Duh, she thought. Of course not. Jackson’s Island is a place in a novel by Mark Twain. It’s where Tom, Huck and Joe went when they decided to run away from home to become pirates, sneaking out of their homes in the middle of the night, stealing a raft, then floating it down the Mississippi river until they got snagged on sandbars around the island.
“Well? Spit it out,” Old Man Wilkins barked. “What exactly are you three up to?”
The twins turned to Alex, expecting her to explain. She chewed her bottom lip while she mulled over what she could say. The simple version was that each spring they chose a book and each summer, after planning, research and preparations, they lived their favorite scenes. They preferred older books, the classic boys’ adventure novels like Treasure Island, A Journey to The Centre of the Earth, and Peter Pan. But to understand, to really understand the Game you had to be the sort of person who, when you read a book, you fell so completely into the world between the pages that it transported you there and sometimes, if you were lucky, you became one of the characters. When Alex played the Game it was… almost magic.
She could never explain this to Old Man Wilkins, an ancient, decrepit old farmer whose idea of reading probably went no further than the Farmers’ Almanac or Readers’ Digest.
“Well, girl. Looks like you’ve been elected to speak,” Old Man Wilkins said, his eyes boring into her. “I’m waiting. Out with it. I’m not getting any drier, standing here.”
It only took a moment for her to decide that the old farmer would never understand. She wouldn’t bother even trying. Sometimes, no explanation was the best explanation. She met his gaze. Alex didn’t flinch or drop her eyes. She simply shrugged.
“That’s how it’s going to be, is it? Fine. Then you three better follow me. Time to get you home.” Mr. Wilkins turned and started back to the truck. With effort, he climbed into the cab muttering as he went, “Boiled ham and trifles. Ha!”
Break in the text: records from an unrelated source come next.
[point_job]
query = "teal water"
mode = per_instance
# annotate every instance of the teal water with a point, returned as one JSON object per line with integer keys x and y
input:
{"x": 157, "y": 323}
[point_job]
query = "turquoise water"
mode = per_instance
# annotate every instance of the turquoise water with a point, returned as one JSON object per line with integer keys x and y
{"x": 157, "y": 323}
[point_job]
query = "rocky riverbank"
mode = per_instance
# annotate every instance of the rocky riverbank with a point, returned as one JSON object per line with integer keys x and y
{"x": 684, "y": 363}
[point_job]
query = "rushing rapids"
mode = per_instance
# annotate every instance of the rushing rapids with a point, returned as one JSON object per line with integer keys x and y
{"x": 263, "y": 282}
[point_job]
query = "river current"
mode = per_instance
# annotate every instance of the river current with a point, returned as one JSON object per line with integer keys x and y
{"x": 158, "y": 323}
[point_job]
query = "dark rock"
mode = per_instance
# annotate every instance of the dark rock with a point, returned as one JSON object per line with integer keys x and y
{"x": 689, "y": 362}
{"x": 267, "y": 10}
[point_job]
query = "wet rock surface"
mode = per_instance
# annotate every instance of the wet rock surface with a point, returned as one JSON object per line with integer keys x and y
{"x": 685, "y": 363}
Norman and Randy started walking. Alex followed reluctantly. When they got to the truck Old Man Wilkins was already inside the cab with the door shut. Rain splattered on the roof and drummed against the truck’s flat bed. Alex reached for the passenger door, opening it.
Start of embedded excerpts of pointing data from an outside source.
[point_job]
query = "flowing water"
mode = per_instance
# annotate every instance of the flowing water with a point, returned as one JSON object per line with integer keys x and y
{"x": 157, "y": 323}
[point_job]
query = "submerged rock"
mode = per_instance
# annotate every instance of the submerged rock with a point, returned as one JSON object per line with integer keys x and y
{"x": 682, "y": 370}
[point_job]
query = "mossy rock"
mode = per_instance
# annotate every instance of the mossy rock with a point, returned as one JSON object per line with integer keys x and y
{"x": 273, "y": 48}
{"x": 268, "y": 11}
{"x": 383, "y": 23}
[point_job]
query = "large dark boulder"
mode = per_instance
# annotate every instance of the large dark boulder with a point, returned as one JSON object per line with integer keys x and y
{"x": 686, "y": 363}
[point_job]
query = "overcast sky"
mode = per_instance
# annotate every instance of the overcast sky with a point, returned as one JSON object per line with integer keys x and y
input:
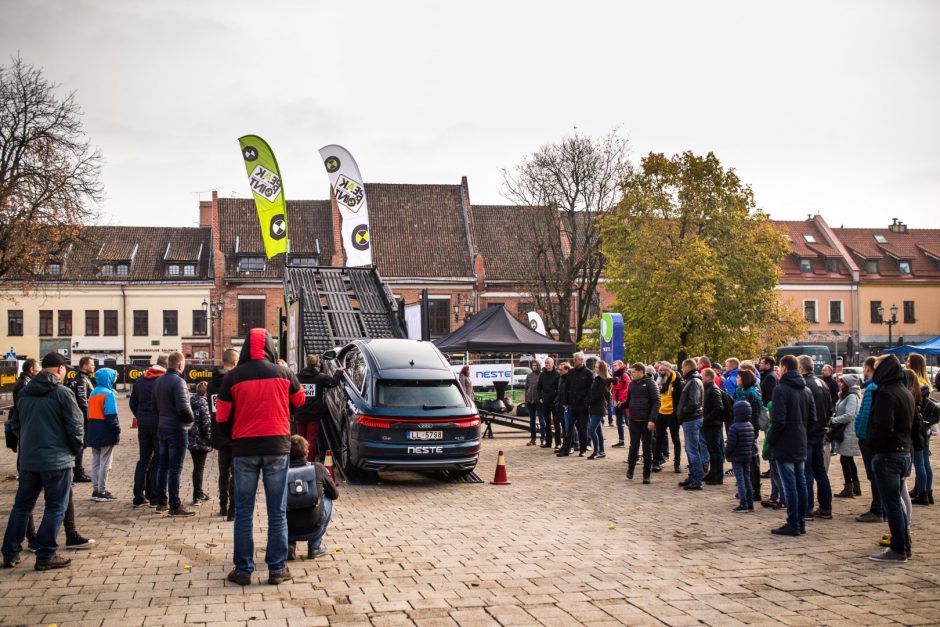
{"x": 820, "y": 106}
“Hang on there, missy,” Old Man Wilkins said. “What do you think you’re doing?”
“Following you,” she answered. “Like you told us too.”
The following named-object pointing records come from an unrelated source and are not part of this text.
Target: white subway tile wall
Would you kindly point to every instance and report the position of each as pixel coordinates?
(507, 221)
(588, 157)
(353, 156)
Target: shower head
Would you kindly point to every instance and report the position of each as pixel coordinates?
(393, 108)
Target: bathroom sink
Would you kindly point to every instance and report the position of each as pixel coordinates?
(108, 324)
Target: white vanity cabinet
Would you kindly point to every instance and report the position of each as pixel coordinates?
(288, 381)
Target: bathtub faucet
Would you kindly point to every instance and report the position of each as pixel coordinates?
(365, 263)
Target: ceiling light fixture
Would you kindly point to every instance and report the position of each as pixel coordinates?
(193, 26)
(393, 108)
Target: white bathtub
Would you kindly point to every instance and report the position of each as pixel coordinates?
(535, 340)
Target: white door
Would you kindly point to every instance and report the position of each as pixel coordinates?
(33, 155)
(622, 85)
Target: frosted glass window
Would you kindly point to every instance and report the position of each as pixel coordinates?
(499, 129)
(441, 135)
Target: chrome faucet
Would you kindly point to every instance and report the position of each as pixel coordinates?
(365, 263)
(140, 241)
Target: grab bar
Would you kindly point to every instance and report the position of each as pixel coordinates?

“You’re not coming inside my truck all covered in mud.”
“Where should we go?”
“In the back.”
“In the flatbed? But…” Alex didn’t know what to do. She turned to look at the twins.
Randy was already climbing into the back. Norman followed. Alex slammed the truck door closed and joined the twins.
“This is nuts,” she hissed in a low whisper. “You’re not even supposed to let dogs ride in the back of trucks.”
“Either you climb in the back or you walk all the way to the barn. Your choice.”
It was almost as though he’d heard her. But he couldn’t have. Could he?
“The barn?” Norman called back. “Mr. Wilkins, I thought we were going home. Why are we going to the barn?”
“There’s a hose there. You three need to hose yourselves off. When you’re clean enough to ride inside the cab, then I’ll drive you home. And while you’re doing that I’ll go up to the house and call your grandmother. God knows why, but she seems to be worried about you three fools.”